Sadie Harris kicked back on her bed, stretching her long legs up against the wooden headboard. She pitched a pink rubber ball against the wall, catching it effortlessly in her baseball glove, over and over.
“Quit the bouncing,” her big brother Tyler shouted. His bedroom was on the other side. “I’m trying to study.”
Sadie sighed. She needed to study, too. But she’d been wrestling with her math homework for more than an hour and it just refused to click.
She sat up and flipped open her math notebook. There it was, the still unsolved story problem: “Ms. Erikka had 420 pencils and 112 erasers. She kept 15 pencils and 5 erasers for herself, and now she needs to divide the rest evenly among 30 students. Write an equation and solve.”
She stared at the question and it stared back at her, daring her to start writing. She had no clue where to begin. Why does Ms. Erikka have so many pencils and erasers? And honestly, couldn’t each student just take one and leave the extras in the supply basket? Did they have to make things so complicated?

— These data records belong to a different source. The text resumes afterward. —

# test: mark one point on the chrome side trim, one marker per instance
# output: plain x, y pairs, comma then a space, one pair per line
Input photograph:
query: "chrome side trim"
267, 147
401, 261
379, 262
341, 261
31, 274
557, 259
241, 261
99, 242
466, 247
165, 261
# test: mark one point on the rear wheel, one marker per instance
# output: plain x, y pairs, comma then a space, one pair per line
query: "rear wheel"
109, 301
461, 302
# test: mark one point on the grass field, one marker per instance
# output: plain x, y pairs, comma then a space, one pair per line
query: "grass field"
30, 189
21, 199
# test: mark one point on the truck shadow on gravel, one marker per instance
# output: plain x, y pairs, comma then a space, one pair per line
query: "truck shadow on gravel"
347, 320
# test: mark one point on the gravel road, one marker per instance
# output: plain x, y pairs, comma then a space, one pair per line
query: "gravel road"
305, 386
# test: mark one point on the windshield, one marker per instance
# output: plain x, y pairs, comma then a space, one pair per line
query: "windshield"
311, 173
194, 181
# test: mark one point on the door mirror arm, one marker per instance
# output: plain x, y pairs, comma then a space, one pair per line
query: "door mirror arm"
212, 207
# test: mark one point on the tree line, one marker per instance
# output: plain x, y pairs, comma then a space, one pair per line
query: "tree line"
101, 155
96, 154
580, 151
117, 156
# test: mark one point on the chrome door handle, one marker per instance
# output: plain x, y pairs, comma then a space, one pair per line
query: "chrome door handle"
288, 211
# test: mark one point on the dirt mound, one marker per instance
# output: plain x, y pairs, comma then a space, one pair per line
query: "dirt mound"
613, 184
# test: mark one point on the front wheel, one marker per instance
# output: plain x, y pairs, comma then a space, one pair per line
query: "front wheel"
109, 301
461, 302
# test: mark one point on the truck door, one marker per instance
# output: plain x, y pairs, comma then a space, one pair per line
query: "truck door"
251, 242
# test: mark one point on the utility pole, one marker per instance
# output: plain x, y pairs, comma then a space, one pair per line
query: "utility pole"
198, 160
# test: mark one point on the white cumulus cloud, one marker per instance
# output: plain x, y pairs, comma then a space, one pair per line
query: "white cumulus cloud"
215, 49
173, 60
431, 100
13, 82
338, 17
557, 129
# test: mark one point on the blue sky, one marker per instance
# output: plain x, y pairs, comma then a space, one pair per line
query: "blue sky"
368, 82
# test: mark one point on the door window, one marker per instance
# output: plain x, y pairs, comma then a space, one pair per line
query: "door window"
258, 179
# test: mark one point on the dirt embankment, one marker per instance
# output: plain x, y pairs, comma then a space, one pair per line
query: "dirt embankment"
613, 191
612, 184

Sadie hated math. She hated it more than getting a cavity filled at the dentist. She hated it more than missing a jump shot in a basketball game. She couldn’t explain it, but math made her feel all topsy-turvy inside. The bigger the equation, the more she panicked—and in fifth grade, the equations were humongous! As if that wasn’t bad enough, her dyslexia often flipped the numbers around, so she had to really concentrate and check her answers two or three times to make sure she hadn’t misread the numbers in the problem.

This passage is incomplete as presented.